Knee Cap Pain – By: William P. Rix, MD

Posted on November 5, 2013 by amaselli under Dr. Rix, Featured Articles

Knee Cap Pain

Knee pain is a common complaint in patients presenting to the orthopedist. The kneecap is often the culprit. To understand why this bone plays such a prominent role in knee pain, a review of anatomy is in order.

The knee cap, known as the patella, is a fig newton size bone, triangular in cross section and located at the end of the quadriceps, the powerful muscle-tendon structure that runs down the front of the thigh and is responsible for extending the lower leg.

When our knee bends, the patella slides into a groove in the front of the femur (the   thigh bone) called the patello-femoral groove. This V shaped groove perfectly matches the two sides of the triangular (V-shaped) patella. When the quadriceps contracts, pulling the lower leg to the straight (i.e. extended) position, the undersurface of the kneecap is subjected to compression stresses (pressure):  the stronger the contracture (intensified in running or stair climbing, for example), the greater the stress.

The knee joint, like all joints in the body, is lined with a smooth, slippery white material called cartilage.  The cartilage on both sides of the patella-femoral joint can tolerate the high pressures of intense quadriceps activity if the patella glides in the groove perfectly centered, thereby absorbing equally the compression stresses on both of its V-shaped sides (facets).  And, “therein lies the rub”.

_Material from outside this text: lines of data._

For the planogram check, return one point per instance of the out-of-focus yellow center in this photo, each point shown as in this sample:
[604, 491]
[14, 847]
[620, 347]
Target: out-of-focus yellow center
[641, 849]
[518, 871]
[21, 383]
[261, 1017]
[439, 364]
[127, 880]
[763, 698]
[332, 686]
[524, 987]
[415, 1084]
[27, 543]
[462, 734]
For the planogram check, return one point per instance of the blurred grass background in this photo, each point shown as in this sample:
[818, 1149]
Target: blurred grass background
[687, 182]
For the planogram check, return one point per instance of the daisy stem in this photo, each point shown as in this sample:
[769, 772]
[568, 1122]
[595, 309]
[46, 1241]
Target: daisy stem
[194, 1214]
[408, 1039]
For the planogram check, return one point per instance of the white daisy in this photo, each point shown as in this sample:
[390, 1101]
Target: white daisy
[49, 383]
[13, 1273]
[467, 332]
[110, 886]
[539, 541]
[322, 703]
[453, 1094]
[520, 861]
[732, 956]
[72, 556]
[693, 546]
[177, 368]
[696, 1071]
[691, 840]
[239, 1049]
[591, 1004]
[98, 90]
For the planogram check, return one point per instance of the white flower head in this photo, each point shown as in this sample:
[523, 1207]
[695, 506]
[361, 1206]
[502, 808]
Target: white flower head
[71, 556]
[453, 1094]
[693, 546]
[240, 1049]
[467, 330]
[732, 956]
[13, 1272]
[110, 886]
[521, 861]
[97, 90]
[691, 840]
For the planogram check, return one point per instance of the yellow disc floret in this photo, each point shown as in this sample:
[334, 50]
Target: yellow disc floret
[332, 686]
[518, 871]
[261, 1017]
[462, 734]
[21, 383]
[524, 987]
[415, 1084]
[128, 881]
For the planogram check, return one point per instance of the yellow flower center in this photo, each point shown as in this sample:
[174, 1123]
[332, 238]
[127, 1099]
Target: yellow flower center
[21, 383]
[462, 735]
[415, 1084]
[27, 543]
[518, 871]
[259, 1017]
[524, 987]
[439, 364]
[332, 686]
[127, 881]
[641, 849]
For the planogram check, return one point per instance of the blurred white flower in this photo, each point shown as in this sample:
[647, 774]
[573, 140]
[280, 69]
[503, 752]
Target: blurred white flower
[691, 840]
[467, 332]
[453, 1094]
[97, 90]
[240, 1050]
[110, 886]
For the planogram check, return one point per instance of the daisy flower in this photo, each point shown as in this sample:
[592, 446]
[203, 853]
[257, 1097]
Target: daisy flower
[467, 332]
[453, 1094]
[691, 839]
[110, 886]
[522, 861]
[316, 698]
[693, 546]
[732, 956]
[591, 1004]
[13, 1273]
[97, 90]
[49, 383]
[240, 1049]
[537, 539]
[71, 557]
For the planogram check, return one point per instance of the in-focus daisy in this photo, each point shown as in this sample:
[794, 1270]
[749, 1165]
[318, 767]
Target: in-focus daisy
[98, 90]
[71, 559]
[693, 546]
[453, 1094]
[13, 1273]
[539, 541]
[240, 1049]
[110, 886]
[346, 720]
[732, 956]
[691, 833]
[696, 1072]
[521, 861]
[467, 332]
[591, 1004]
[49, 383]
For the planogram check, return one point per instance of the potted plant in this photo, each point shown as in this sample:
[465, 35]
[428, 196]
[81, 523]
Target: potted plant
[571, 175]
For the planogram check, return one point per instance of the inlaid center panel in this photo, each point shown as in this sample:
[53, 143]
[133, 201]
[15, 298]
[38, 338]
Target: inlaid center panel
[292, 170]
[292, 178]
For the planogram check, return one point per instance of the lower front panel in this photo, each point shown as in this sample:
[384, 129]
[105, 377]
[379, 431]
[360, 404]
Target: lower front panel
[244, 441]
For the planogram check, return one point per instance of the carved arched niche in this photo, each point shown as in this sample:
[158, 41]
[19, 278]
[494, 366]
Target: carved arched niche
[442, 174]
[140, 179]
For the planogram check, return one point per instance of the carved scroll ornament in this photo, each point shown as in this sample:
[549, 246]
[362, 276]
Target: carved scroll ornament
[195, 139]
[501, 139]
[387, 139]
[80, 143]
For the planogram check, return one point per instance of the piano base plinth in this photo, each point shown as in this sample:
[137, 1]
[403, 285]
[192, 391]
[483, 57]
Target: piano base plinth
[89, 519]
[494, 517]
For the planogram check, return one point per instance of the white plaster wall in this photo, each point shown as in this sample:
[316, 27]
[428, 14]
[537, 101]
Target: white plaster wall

For the patella to stay perfectly centered in the groove during activity, many things have to be in place: the pull of the quadriceps has to be equal (symmetrical) on both sides of the patella; the rotation of the thigh must be aligned with that of the lower leg; the muscles around the knee, foot and ankle must be balanced and strong enough to perform their function; and the individual muscles in the entire leg must be of the right tension, not too tight and not too loose.

If the forces around the patella and the whole limb are not balanced, the patella glides asymmetrically in the groove (i.e. slips out of place) during quadriceps contracture predominantly loading one (usually the outside i.e. lateral) facet over the other. This concentrated pressure over just half the usual surface area causes the cartilage to fail resulting in pain, buckling and stiffness. If this continues unchecked, arthritis occurs.

Often a person has a slipping patella, but doesn’t know it. The knee has no symptoms because the person’s lifestyle does not include activities with intense demands on the quadriceps.  The knee remains symptom free as long as the activities of daily living (ADL) are not stressful enough to cause symptoms.

All is well until the person embarks on a new activity (running, biking, hiking, lifting, etc.) that markedly increases the load on the knee.  This new load is concentrated on the slipping patella and is more than a single lateral facet can bear.  Pain occurs in the front of the knee and occasionally behind the knee. Simple every day activities like squatting, climbing stairs and getting up from a chair now are painful.  Swelling, cracking and stiffness become daily occurrences. It is at this point the patient seeks medical help.

Orthopaedic treatment must be tailored to the specific mechanical abnormality, with the goal being to balance the forces acting on the patello-femoral joint so that the patella remains centered in the femoral groove during quadriceps contracture. Conservative therapy involving physical therapy, orthotics, and bracing (individually or in combination) is successful in most cases.  When rehabilitation efforts fail, surgery is used to balance the forces around the kneecap so that the patella stays in its groove.

When a patient`s chief complaint is knee pain, orthopedists must first find the site of the pain and then the reason it exists. When the pain site is the knee cap, we must identify the mechanical abnormalities, educate the patient as to why they exist and then correct them with rehabilitation and, if necessary, surgery. This, plus a lifelong commitment by the patient to a maintenance exercise program gives us our best chance at a successful and lasting outcome.